I have been purchasing these drives for the past few years. When I receive them, I ALWAYS test them using the SMART short and long tests. The long test takes 8 to 10 hours. In my experience, its hit or miss. Sometimes I've received a DOA. Sometimes they pass the SMART short test but not the SMART long test. Sometimes they pass both tests and that's when I keep them. I've seen power-on hours from 25K to 55K with lower power-cycle and head load counts. When the drive fails my tests, the seller always replaces them. Sometimes I still get drives that won't pass the SMART tests. Sometimes I've been blacklisted by the eBay vendor when I return a drive. Like its my fault they sent a bad drive, eh?

Although I comprehend the comments about not buying used hard drives, I still am and they are being used in my home server. These HGST He8 drives have a 2.5M hour MTBF and with the 5 year warranty, I don't see a problem.
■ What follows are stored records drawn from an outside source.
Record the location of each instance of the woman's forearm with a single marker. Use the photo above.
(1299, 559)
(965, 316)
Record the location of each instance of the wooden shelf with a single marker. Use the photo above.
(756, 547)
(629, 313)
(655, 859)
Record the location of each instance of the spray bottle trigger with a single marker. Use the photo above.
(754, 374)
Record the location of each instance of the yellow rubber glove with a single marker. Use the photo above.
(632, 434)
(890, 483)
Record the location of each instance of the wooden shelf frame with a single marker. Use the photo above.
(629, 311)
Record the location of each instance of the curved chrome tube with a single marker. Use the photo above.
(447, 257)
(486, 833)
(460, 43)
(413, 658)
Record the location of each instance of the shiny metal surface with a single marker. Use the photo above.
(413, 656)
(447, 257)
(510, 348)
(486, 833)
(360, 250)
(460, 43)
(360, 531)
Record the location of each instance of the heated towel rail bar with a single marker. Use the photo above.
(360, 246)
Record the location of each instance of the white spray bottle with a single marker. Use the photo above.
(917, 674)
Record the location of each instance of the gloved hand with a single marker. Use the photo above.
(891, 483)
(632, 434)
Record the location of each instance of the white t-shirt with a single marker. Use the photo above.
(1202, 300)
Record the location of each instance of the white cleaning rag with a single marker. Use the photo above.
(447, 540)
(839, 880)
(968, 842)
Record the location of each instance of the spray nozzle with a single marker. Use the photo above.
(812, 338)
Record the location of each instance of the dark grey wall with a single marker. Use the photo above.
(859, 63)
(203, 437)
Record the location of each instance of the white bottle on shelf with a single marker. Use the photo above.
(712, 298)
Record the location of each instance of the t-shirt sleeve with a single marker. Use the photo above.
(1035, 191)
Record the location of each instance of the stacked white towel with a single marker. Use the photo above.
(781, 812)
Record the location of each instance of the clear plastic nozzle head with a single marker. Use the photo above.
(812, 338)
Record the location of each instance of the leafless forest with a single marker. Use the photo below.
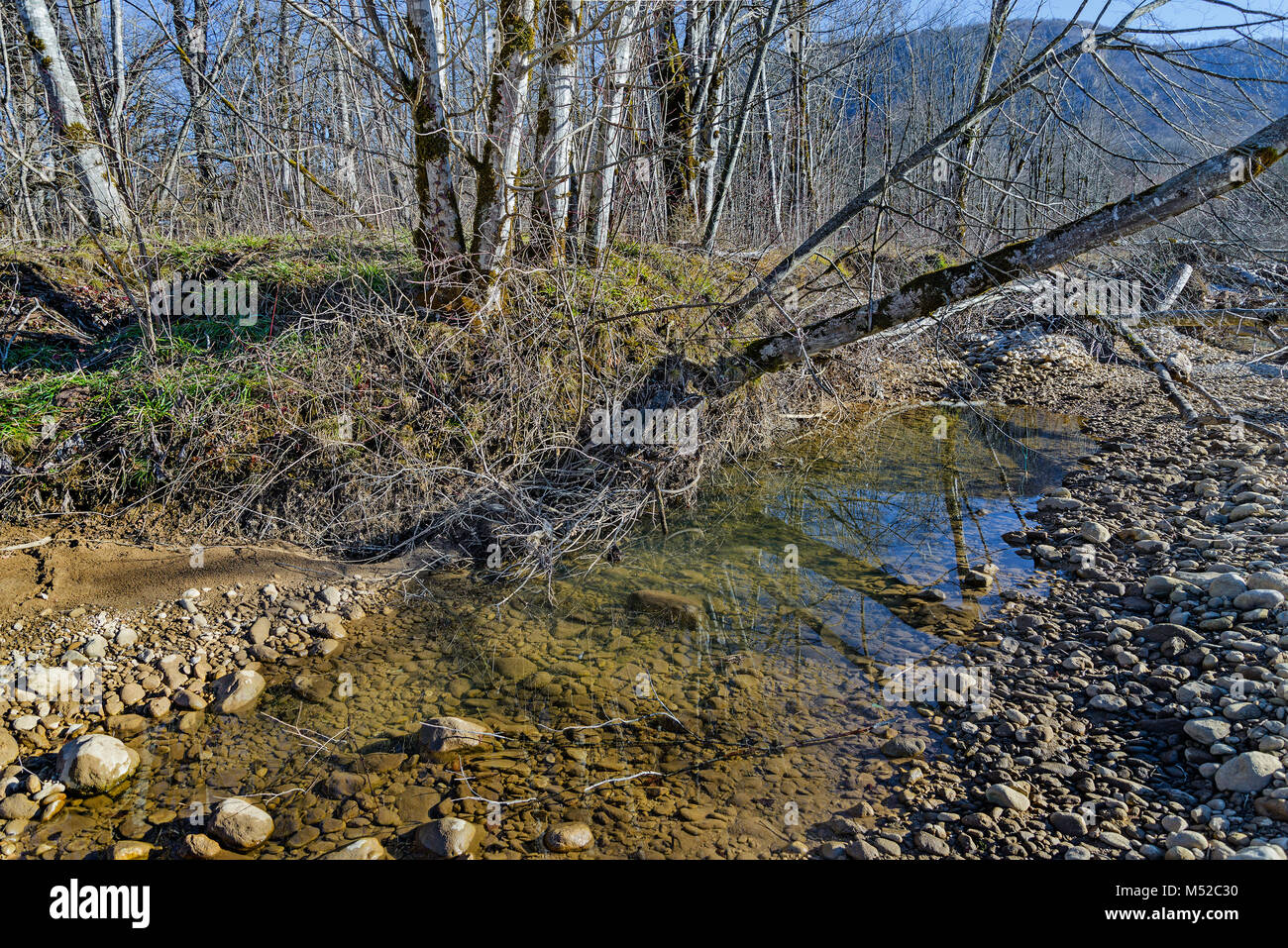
(866, 163)
(519, 130)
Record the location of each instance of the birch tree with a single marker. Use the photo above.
(439, 236)
(935, 290)
(608, 134)
(506, 112)
(104, 206)
(554, 123)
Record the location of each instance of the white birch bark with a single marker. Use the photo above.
(758, 67)
(554, 138)
(507, 97)
(612, 114)
(439, 236)
(106, 209)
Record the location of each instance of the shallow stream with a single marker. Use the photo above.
(724, 728)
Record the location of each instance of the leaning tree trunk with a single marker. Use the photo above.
(498, 168)
(1025, 75)
(192, 38)
(106, 209)
(969, 147)
(608, 143)
(439, 236)
(554, 125)
(932, 291)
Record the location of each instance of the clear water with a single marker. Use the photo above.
(811, 579)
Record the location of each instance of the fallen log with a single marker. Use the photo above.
(932, 291)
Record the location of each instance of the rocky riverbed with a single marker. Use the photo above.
(1137, 707)
(1137, 685)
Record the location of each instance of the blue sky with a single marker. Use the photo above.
(1176, 13)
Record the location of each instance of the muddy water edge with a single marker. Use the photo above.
(737, 686)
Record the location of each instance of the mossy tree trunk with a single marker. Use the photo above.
(506, 112)
(439, 237)
(938, 288)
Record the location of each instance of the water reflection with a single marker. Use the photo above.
(699, 727)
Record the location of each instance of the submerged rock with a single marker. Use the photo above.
(366, 848)
(447, 837)
(237, 691)
(447, 734)
(568, 837)
(240, 823)
(674, 608)
(95, 764)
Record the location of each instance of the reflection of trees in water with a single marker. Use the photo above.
(885, 518)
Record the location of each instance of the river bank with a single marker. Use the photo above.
(1137, 708)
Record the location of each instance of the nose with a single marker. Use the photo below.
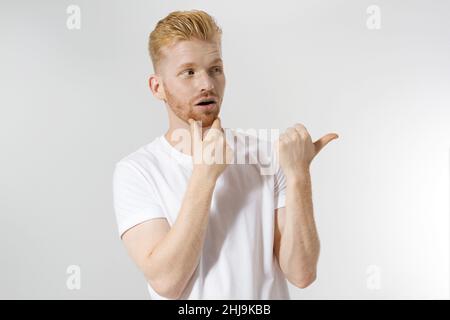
(206, 82)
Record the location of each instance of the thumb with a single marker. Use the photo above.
(322, 142)
(195, 130)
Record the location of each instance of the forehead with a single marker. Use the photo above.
(191, 51)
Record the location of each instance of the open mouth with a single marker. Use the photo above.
(206, 103)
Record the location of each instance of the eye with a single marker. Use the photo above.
(188, 72)
(217, 69)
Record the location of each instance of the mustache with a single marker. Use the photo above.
(206, 95)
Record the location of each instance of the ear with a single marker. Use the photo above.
(156, 87)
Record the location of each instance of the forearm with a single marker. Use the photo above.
(299, 245)
(175, 258)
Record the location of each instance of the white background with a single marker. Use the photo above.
(73, 102)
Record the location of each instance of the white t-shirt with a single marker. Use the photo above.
(237, 261)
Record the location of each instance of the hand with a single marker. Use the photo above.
(296, 149)
(211, 155)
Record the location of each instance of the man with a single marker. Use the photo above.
(201, 229)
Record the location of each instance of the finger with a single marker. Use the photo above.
(322, 142)
(215, 129)
(195, 131)
(217, 124)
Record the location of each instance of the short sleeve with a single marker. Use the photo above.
(133, 197)
(279, 188)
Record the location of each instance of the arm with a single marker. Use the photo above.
(296, 241)
(168, 256)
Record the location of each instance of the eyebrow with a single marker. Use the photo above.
(191, 64)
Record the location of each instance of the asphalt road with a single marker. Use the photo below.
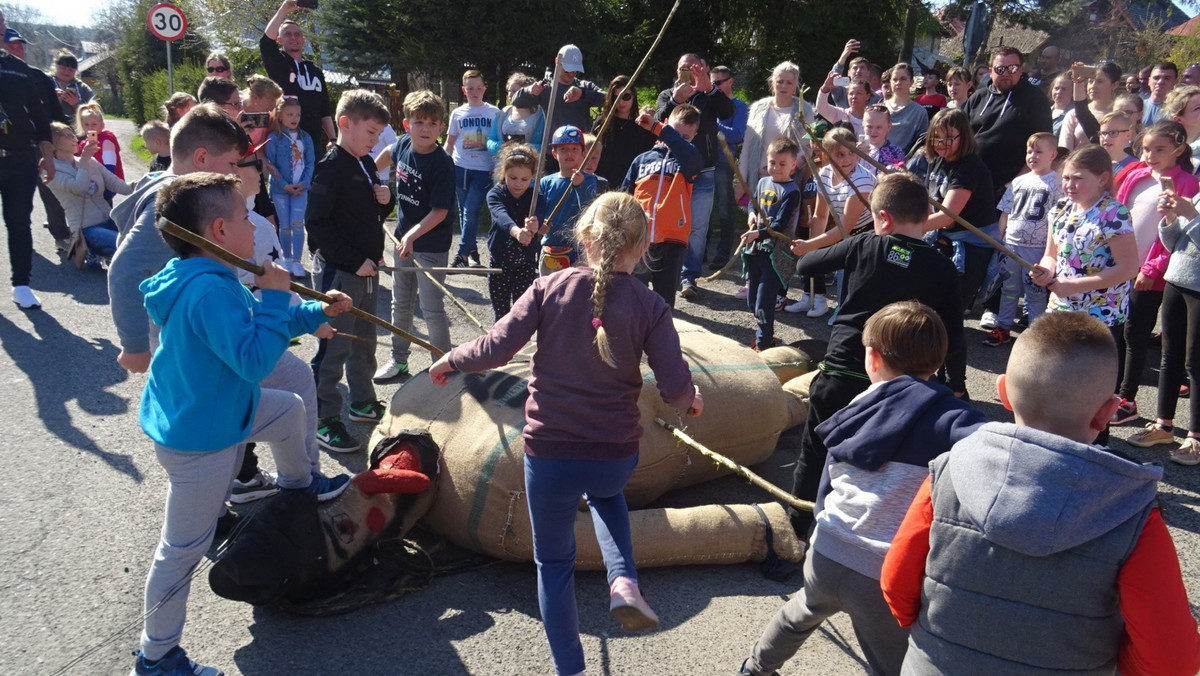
(82, 507)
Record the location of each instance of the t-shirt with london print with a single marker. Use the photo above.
(471, 126)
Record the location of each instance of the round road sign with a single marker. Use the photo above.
(167, 22)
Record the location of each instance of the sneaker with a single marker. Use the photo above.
(331, 436)
(989, 322)
(367, 411)
(325, 488)
(1151, 435)
(1126, 412)
(390, 370)
(625, 603)
(1188, 453)
(997, 338)
(261, 485)
(820, 306)
(803, 305)
(174, 663)
(24, 298)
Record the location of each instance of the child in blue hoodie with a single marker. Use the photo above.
(203, 399)
(880, 448)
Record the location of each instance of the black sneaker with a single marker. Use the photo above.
(367, 411)
(997, 338)
(331, 436)
(1126, 413)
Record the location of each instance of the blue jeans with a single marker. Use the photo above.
(552, 490)
(701, 210)
(101, 238)
(471, 187)
(289, 213)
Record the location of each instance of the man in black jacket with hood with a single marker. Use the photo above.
(1005, 114)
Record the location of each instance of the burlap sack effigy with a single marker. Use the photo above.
(480, 503)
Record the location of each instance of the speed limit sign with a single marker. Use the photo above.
(167, 22)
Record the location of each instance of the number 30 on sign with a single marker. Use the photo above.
(167, 22)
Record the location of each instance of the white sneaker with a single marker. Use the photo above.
(988, 321)
(803, 305)
(24, 298)
(390, 370)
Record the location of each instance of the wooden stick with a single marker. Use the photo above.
(437, 283)
(225, 255)
(607, 120)
(957, 219)
(738, 468)
(444, 270)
I think the key to using these re-certified drives is to use them in RAID arrays, which is what the data centers do. So, RAID1, RAID5 or (preferably) RAID6 arrays. If one fails, you replace it, maybe under warranty, and let your RAID controller rebuild the array with the replacement drive.

My server is a DELL PowerEdge R510 with 8 bays and a PERC H700 hardware RAID controller running two virtual drives. One VD as a (3TB) RAID1 array, which contains the OS and some temporary storage. The other VD is a 6 drive (8TB) RAID6 (24TB total) with a hot-spare. In RAID6, I can have as many as two drives fail at once and still have a functioning array. The rebuild time on an 8TB drive is 8 to 10 hours.

I recently purchased a DELL PowerEdge R410 to be used as a backup for the R510. It has 4 bays and the same PERC H700 hardware RAID controller running one virtual drive as a RAID5 array. In this case, I have the OS partition on the RAID5 virtual drive. No hot spares and I can take a single failed drive and still have a functioning array. If I purchase some spares and not use them then the 5 year warranty clock is going to keep ticking anyhow. I'm hoping these drives will still be available or perhaps the 10TB will retire by then.

I saw a comment about the helium leaking out. I've seen no published data, so I'm not sure how much time that would take. But if you get 5+ years out of them then what's the problem?

I know its a calculated risk but some of these drives have been running 3 years with no problem.

Note: I currently have 3 "new" HGST 8TB He8 drives that came in. All were replaced under warranty because they didn't pass the SMART long test. I've been using the smartctl tool under Linux to run the test. I'm thinking about performing a firmware update and I apparently need to use the WD HUGO software to do so. The HUGO program is written by HGST and can initiate the short and long tests. These 3 drives won't complete the SMART long test as they fail shortly into the 90% remaining mark. They also will not log the test failure in the log. However, as I write this post, all three drives are currently running the long test initiated by the HUGO program. It's been well into 2 hours since I started the tests with HUGO and they are at 80% remaining. So why do they consistently fail the SMART long test with smartctl and not with HUGO?

I welcome any comments on my thinking with these drives and especially on the SMART/HUGO long test differences.